Can You Eat Beeswax?

Written On: by Theo The Beekeeper

If you’re interested in bees, and all of the many edible products that they make, you might be wondering if you can eat beeswax. We know honey, is edible, but what about beeswax?

Beeswax is indeed completely safe to eat! The FDA affirms that beeswax is safe to eat because it is included in their list of foods for human consumption. In addition to being used in candle-making, cosmetics, and polishes, food-grade beeswax is also used to coat cheeses and is often eaten in the form of honeycomb.

What is Beeswax?

Beeswax is a type of wax that honey bees produce to use in building their nests. When honey bees are constructing a hive, they secrete this waxy substance from glands in their abdomens and use it to create tiny, hexagonal cells for storing honey and laying eggs in.

When they first secrete the wax, it is completely transparent, but it becomes opaque as the bees mix pollen and propolis into it. Beeswax is thick and chewy at room temperature, but when heated it becomes much easier to eat.

Beeswax is made up of fatty acids and alcohols, among other things. This means that there isn’t really nutritional value to be gained from eating it because our bodies don’t break it down very well, but that it is nontoxic in its natural form.

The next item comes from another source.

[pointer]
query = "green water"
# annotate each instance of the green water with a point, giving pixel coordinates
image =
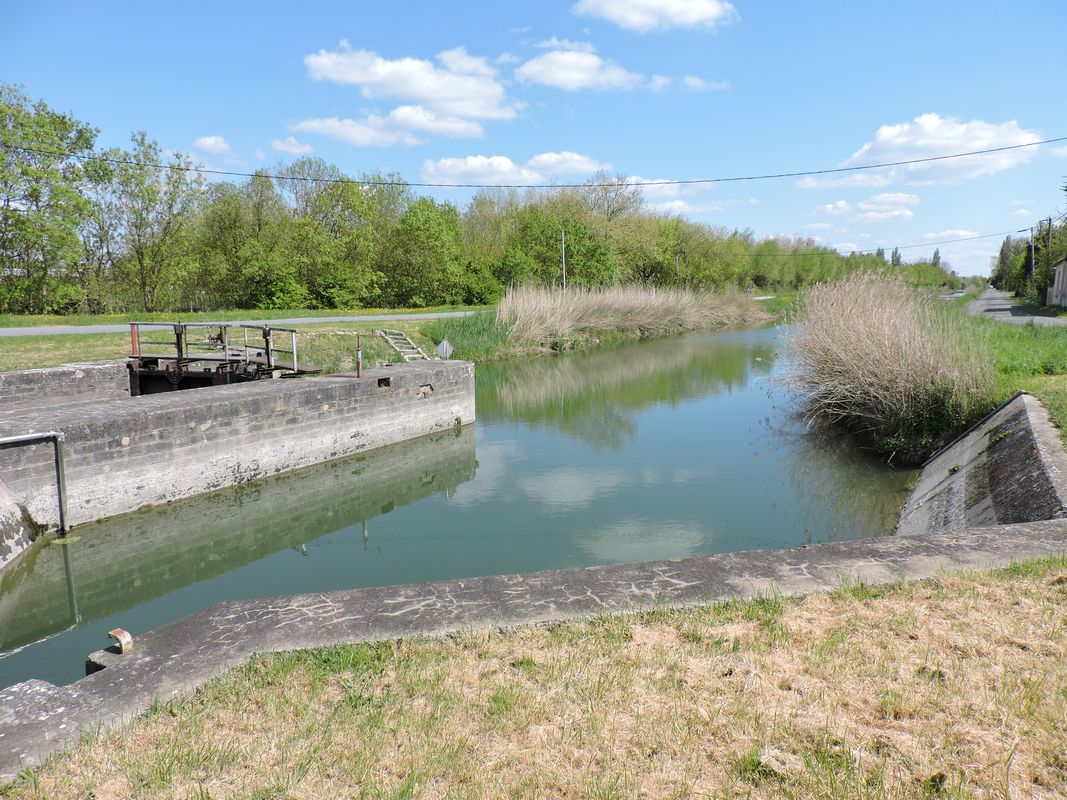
(654, 450)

So there’s no harm in eating beeswax, but no particular benefit other than the taste and texture of it.

What is a Honeycomb?

Bees taking care of larva on honey comb
bees taking care of larva on honey comb

Honeycomb is the name of the entire wax structure that bees store their honey in and lay their eggs in. Honeycomb is made up of tiny, hexagonal cells that the bees fill with honey and then cap with more beeswax to seal the honey inside. They also use these cells to store pollen and lay eggs in.

In terms of eating, honeycomb is essentially a section of many of these capped honey cells, which you can eat plain, put on toast, or top a cracker with. Honeycomb is an excellent way to eat both honey and beeswax at the same time, because honeycomb contains the purest form of honey.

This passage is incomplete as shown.